Le siège du RSI à La Plaine Saint-Denis.
Le siège du RSI à La Plaine Saint-Denis. - DR

SOCIAL D'après la Cour des comptes, la réforme du régime social des artisans, des commerçants et des travailleurs indépendants, est une catastrophe. Une association appelle à manifester le 19 octobre...

«Je suis au-delà de la colère. Nos entreprises sont en train de mourir dans l’indifférence générale.» A la tête d’une petite affaire de plâtrerie, Pascal Geay doit se résoudre à enterrer la sienne. Le tribunal de commerce a prononcé sa liquidation la semaine dernière. Pour lui, c’est «la faute à la crise, aux banques, aux auto-entrepreneurs» mais aussi et surtout, au RSI. Le Régime social des indépendants.

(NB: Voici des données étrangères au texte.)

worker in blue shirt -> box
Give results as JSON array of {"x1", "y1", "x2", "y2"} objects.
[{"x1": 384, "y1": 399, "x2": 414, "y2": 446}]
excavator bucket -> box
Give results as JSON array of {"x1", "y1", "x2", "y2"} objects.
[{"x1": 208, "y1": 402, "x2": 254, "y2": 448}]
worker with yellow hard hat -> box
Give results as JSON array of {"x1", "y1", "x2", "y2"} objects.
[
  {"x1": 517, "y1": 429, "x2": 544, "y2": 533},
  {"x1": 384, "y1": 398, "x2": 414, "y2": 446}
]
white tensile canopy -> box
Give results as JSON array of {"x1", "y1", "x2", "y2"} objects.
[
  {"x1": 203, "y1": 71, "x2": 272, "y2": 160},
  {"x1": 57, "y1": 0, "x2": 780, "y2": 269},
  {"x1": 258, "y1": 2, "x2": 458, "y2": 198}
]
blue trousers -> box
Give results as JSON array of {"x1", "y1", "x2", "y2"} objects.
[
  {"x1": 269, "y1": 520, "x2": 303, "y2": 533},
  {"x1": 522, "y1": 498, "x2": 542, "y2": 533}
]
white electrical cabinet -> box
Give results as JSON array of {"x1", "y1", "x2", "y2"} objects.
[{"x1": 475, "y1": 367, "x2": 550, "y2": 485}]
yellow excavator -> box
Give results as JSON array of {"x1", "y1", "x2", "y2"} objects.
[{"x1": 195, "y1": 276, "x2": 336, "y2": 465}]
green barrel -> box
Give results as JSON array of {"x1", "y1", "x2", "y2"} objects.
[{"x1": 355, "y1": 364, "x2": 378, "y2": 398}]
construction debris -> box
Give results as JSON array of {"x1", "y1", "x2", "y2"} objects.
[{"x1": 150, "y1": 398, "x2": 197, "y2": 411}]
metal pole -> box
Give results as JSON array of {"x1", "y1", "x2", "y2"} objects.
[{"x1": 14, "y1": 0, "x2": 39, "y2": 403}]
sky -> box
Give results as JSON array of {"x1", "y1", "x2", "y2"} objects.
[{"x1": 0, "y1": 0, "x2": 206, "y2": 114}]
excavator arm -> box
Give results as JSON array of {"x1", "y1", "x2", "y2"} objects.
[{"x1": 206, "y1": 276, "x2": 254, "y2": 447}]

Créé en 2005, il devait faciliter les relations des artisans, des commerçants et des professions libérales avec leurs organismes de protection sociale. Toujours dans le but de simplifier la vie de ces indépendants, la réforme est montée en puissance en 2008 avec l’instauration d’un interlocuteur social unique. Depuis, rien ne va plus. En raison de problèmes informatiques, les bugs se multiplient. Comme cet artisan qui vient de recevoir un courrier exigeant 18.000 euros de règlement de cotisations et 4.000 euros de frais de retard… Alors qu’il alerte depuis trois ans, par courriers recommandés, son RSI pour expliquer qu’il ne reçoit pas ses appels à cotisations… «Et le RSI menace de lui envoyer un huissier! Des histoires comme celles-ci, j’en reçois tous les jours», assure Pascal Geay.

Des dossiers immatriculés… avec deux ans de retard

Ces injustices l’ont poussé à créer l’association Sauvons nos entreprises, en janvier 2011, pour demander notamment le gel des procédures de recouvrement «en attendant que le RSI règle son problème informatique. A la Réunion, les indépendants l’ont obtenu, pourquoi nous le refuse-t-on?» interroge-t-il. Pour se faire entendre, l’association organisera une manifestation nationale le 19 octobre devant le RSI de Niort, avant de monter un plus grand rassemblement à Paris.

La Cour des comptes, qui vient de se pencher sur ce dossier du RSI, en dresse un bilan très noir. «A titre d’exemple, des assurés n’ont pas pu bénéficier du remboursement de leurs soins faute de carte Vitale, parfois sur des périodes longues de plusieurs mois», note la Cour qui explique que plus de 20.000 dossiers ont été immatriculés avec… deux ans de retard.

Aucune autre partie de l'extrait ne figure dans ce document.